Tag: Greek Revival Architecture

  • Burke Building

    Burke Building

    Designed by John Chislett, our second resident professional architect (Benjamin Latrobe was our first), the Burke Building opened in 1836. It just missed the Great Fire nine years later, and it was substantial enough to remain valuable through the many booms that followed, so that it has survived to be the oldest building downtown outside Fort Pitt. That seems astonishing when we recollect that there had been a city here for 78 years before this building was put up, but flood and fire wiped away much of what came before, and prosperity destroyed the rest.

    We are lucky to have the Burke Building. It is a particularly elegant example of Greek Revival design, and it manages to create a very rich appearance with minimal ornament. Young architects would do well to imitate it.

    Scallop lintel

    The Brookline Connection site has a page on the Burke Building with some interesting historical pictures.

  • Welsh Congregational Church, South Side

    Welsh Congregational Church, South Side

    We are going to use our imaginations here to bring the East Birmingham of a century and a half ago back to life.

    Take a good look at this VFW hall. Now erase the belligerently patriotic mural. Then strip away the improvised vestibule at the end. Then take away the side entrance. Then unblock the windows along the side (old Pa Pitt does not know what demonic secret rituals the veterans practice that would be spoiled by natural light, but they seem to have an aversion to it).

    What you will have left is a little old church building, probably from just after the Civil War. It appears on an 1872 map as “Welsh Cong. Ch.,” and so for many years after; but by 1923 it had been transferred to another congregation, and appears as a “Polish M. E. Ch.” (M. E. for Methodist Episcopal). At least half a dozen churches on the South Side were bought by East Europeans around the turn of the twentieth century. We might call it Nordic flight: people of northwestern European ancestry fled the South Side as undesirable East Europeans poured in.

    Methodists were never a large segment of the Polish population, and at some point the church changed hands again, going out of the religion business entirely. But not much has really changed about the exterior. The outlines of a typical small middle-1800s church are clearly visible. It would be fairly easy and inexpensive to restore it to something like its original appearance, and—unlike large churches—small churches like this have many uses. If the Veterans of Foreign Wars are ever interested in selling, they should ask Father Pitt first.

  • Bedford Public School, South Side

    Bedford Public School

    Built in 1850 for the borough of Birmingham, this is the oldest public-school building left in the city of Pittsburgh. It was built in the still-fashionable Greek Revival style, and it originally had a cupola in which the Birmingham town clock was installed. It remained a school of some sort until 1960; then it was sold to be used as a warehouse. In 1997 it was converted into lofts by serial restorationist Joedda Sampson, who has left a trail of beautiful restorations wherever she went.

    Note the identical but separate entrances. As in many mid-nineteenth-century schools, one was for girls and one was for boys.

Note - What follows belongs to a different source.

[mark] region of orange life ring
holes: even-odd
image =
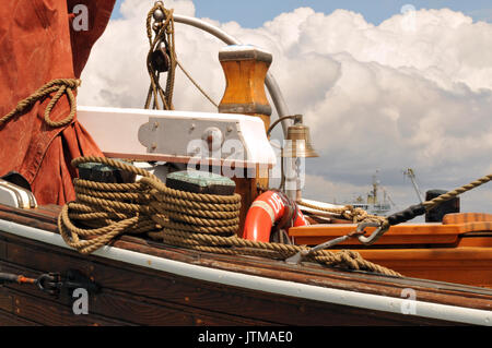
[[[288,219],[282,225],[305,226],[305,219],[297,204],[291,202],[282,192],[267,191],[260,194],[248,209],[243,237],[248,240],[269,242],[273,224]],[[283,227],[282,226],[282,227]]]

    If your eye detects a not-very-subtle difference between the name “Bedford” and the rest of the inscription, you can tell your eye that it is because the old Birmingham Public School No. 1 was renamed after Birmingham was taken into the city of Pittsburgh in 1872. The name “Bedford” honors Dr. Nathaniel Bedford, who had been a surgeon at Fort Pitt before the Revolution, and later laid out the borough of Birmingham on his wife’s family’s land.

    Oblique view
  • The Burke Building Stands with Ukraine

    Burke Building with Ukrainian Flag

    The Burke Building was built in 1836, and rather surprisingly (considering that Pittsburgh was founded in 1758) it’s the oldest building downtown outside Fort Pitt. The Great Fire of 1845 just missed it. The architect was John Chislett, Pittsburgh’s first resident architect, who also designed the Butler Street gatehouse for the Allegheny Cemetery.